There were about 13,000 marathoners in the Athens race this year, mostly Europeans, which means you heard just about every language along the course. The most common phrase heard was “Bravo” coming from the locals lining the course and between runners.
One of the most courageous runners chose to honor history, literally, as he ran in full Athenian robes with a helmet, shield and sword. I lost him at the finish so never saw if he actually logged the full 42 km in costume; and was glad I wasn’t running next to him as he wielded that sword.

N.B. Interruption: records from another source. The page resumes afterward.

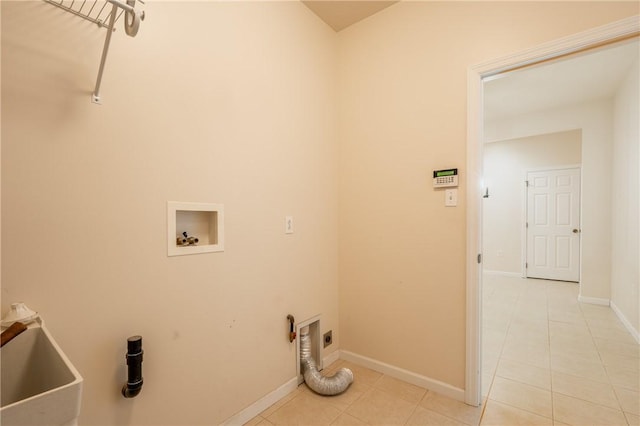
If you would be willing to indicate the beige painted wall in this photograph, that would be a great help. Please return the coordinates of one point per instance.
(402, 114)
(224, 102)
(235, 103)
(625, 190)
(505, 167)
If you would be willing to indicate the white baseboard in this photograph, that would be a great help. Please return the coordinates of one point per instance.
(630, 328)
(594, 300)
(503, 273)
(405, 375)
(262, 404)
(330, 359)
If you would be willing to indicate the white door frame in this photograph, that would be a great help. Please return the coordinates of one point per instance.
(599, 36)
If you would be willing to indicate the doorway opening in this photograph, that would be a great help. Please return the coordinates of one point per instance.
(477, 133)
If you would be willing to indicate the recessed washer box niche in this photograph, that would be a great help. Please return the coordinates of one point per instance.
(202, 220)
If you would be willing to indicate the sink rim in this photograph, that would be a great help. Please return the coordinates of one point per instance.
(77, 377)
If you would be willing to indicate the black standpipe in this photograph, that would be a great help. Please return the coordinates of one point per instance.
(134, 362)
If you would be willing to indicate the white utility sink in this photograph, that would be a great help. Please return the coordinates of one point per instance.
(40, 386)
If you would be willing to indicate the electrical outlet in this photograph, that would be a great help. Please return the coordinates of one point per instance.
(327, 338)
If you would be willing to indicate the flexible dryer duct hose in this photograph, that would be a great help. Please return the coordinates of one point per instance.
(318, 383)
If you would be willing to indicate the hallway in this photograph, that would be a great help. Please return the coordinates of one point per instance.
(548, 357)
(547, 360)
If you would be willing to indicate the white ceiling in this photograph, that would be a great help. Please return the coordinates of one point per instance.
(340, 14)
(581, 78)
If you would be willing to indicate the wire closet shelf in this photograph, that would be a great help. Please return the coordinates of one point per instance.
(105, 14)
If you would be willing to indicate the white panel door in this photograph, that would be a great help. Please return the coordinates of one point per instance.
(553, 225)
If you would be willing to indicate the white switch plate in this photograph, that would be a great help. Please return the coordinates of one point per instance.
(451, 197)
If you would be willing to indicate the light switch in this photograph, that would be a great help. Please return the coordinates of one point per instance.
(451, 197)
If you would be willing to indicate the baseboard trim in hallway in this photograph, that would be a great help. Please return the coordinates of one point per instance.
(262, 404)
(594, 300)
(627, 324)
(405, 375)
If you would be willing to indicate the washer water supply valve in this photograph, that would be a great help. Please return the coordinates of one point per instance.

Where Kauai’s climbs and heat had forced me to walk parts of the course, Greece did not. I ran the whole way, stopping only to refill my bottle a couple of times after 26 kms. It was warm, clear and, by the end, hot on race day, despite cloud cover and threats of rain the week prior. Accuweather reported, up until hours before the race, warnings of thundershowers midday on race day. It must be nice to have a job where you can be wrong 100% of the time, for it was clear as a bell from Marathon to Athens that day.
After the long slog, kilometer 31 finally came, bringing with it a level race course that slowly turned downward. We crossed under a gorgeous arched suspension bridge around kilometer 36 and in the distance you could see ancient Athens before us. I was straining from the long climb but had wisely taken the hill easier so I would have energy for these last few miles. At 32 kilometers I began self-talk saying, “just a 10k remains. You can do a 10k in your sleep.” This refrain fell to “just a 7k” and then “just a 5k” and worked its magic on my brain. 

We reached the park before the Olympic Stadium and my legs started to gain much more energy. The crowds grew thick with supporters all yelling “Bravo!” and clapping enthusiastically. As the Olympic Stadium appeared before me I immediate
ly saw flashbacks in my mind of the finish of the Olympic marathon in 2004 that finished on this course. I would be following in their footsteps. When my feet hit the soft track padding, a turbo charger kicked in and I blasted to the finish with all the remaining energy I had. 

Up to this point, I had treated this race like any other, focusing on my form, pace, strength and endurance. But after crossing this historic line the gravity of this accomplishment set in. This wasn’t just another marathon. This was my 50th. I had done it. A ten year goal accomplished. And I felt amazing.

Even better, Liana had been with me the whole time. I ran with her picture clipped to my back so she, in spirit, could experience this incredible race. When the course got tough, I thought of her and her fight against blood cancer. She wasn’t going to give up, so neither was I. My 10 year milestone can’t possibly match up to what she will accomplish in 10 years - a key milestone for cancer survivors that I’m sure she will hit. And with any luck we will eventually arrive at a day in which children like her no longer have to hear what she heard this summer. A world free of cancer is the milestone we all should strive for. 

On to the next 50! 


David Bartoletti said...

Thanks for sharing this with all of us. So proud of you!

Anonymous said...

Thank you indeed, James. This post is classic James Staten. Understated amazingness. YOU JUST RAN YOUR 50th MARATHON, DUDE! Holy cow! We are inspired by your courage, compassion, and generosity. Big congratulations on your far, far milestone. May you run on for as long as it pleases you!